It started with a simple complaint.
It ended with an existential crisis.

Neighbor is a dark, nostalgic comedy set in the '80s suburbs, where a tiny neighborly complaint spirals into aggressive hospitality, uncomfortable parenting, and pie.
Set in a world of cul-de-sacs, cherry pie and performative neighborliness, Neighbor taps into a specific kind of suburban nostalgia. Back when people rang doorbells, held grudges in silence, and measured moral superiority in baked goods.
A message from the director
Neighbor is based on a short story by my good friend and published author, David Langlinais. The setup, the tone, the characters—they all remind me of the world I grew up in. I was raised in the suburbs, surrounded by tidy lawns, neighborly small talk, and the quiet pressure to keep things civil. That veneer of politeness always felt like it could crack at any moment. Setting the film in 1989 is both a nod to that nostalgia and a way to explore timeless social dynamics—before smartphones and doorbell cameras, when you had to knock on someone’s door and deal with them face to face.

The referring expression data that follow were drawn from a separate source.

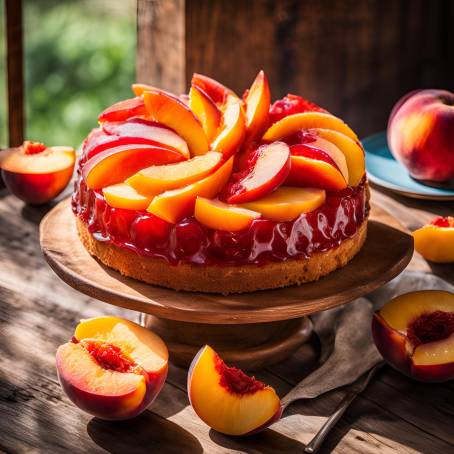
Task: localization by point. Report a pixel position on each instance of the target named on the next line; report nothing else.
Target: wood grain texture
(384, 255)
(38, 312)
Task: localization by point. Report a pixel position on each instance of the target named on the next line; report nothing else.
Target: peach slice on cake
(112, 368)
(174, 113)
(227, 399)
(122, 195)
(268, 168)
(35, 173)
(221, 216)
(174, 205)
(206, 110)
(156, 179)
(287, 203)
(414, 333)
(114, 165)
(123, 110)
(435, 241)
(306, 120)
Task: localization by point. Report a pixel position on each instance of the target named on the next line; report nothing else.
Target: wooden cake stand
(250, 330)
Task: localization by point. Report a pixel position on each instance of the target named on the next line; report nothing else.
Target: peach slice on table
(287, 203)
(352, 150)
(35, 173)
(220, 216)
(257, 102)
(112, 368)
(124, 196)
(114, 165)
(268, 169)
(175, 114)
(414, 333)
(228, 400)
(435, 241)
(123, 110)
(156, 179)
(149, 132)
(306, 120)
(206, 110)
(176, 204)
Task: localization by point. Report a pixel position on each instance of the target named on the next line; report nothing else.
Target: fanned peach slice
(114, 165)
(35, 173)
(227, 399)
(268, 170)
(149, 132)
(123, 110)
(232, 130)
(287, 203)
(215, 90)
(172, 112)
(435, 241)
(306, 120)
(206, 110)
(257, 107)
(352, 150)
(112, 368)
(220, 216)
(156, 179)
(174, 205)
(124, 196)
(415, 334)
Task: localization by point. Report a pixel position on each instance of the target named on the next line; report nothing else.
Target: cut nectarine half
(112, 368)
(228, 400)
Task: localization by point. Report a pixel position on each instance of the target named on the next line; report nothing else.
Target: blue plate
(383, 170)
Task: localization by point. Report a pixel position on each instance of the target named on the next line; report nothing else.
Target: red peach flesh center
(431, 327)
(235, 380)
(108, 356)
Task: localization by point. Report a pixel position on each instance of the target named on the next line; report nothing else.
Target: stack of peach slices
(209, 178)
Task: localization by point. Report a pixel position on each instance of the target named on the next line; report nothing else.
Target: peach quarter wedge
(112, 368)
(307, 120)
(157, 179)
(414, 333)
(174, 113)
(221, 216)
(228, 400)
(287, 203)
(174, 205)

I’ve spent the last ten years directing commercials and music videos, but I’m always most drawn to work that’s funny, uncomfortable, and human.
Neighbor is all of those things. It’s a story that explores how entitlement masks insecurity, and how we project our frustrations onto others rather than confront what’s really bothering us. The comedy comes from restraint, not punchlines, but awkwardness, silence, and moments that stretch just a little too long. I want the audience to laugh, then squirm, then maybe recognize themselves in the situation.
More than anything, I want Neighbor to feel personal and precise. It’s not a big story, it’s a small moment told with intention. And sometimes those are the ones that hit hardest. - Amos David McKay








Film Looks
Stay Tuned
We’re currently in pre-production—pulling together the team, refining the details, and prepping to shoot Neighbor in summer 2025. The script is locked, the tone is dialed in, and we’re deep in the fun part: location scouting, casting, and finding just the right pie.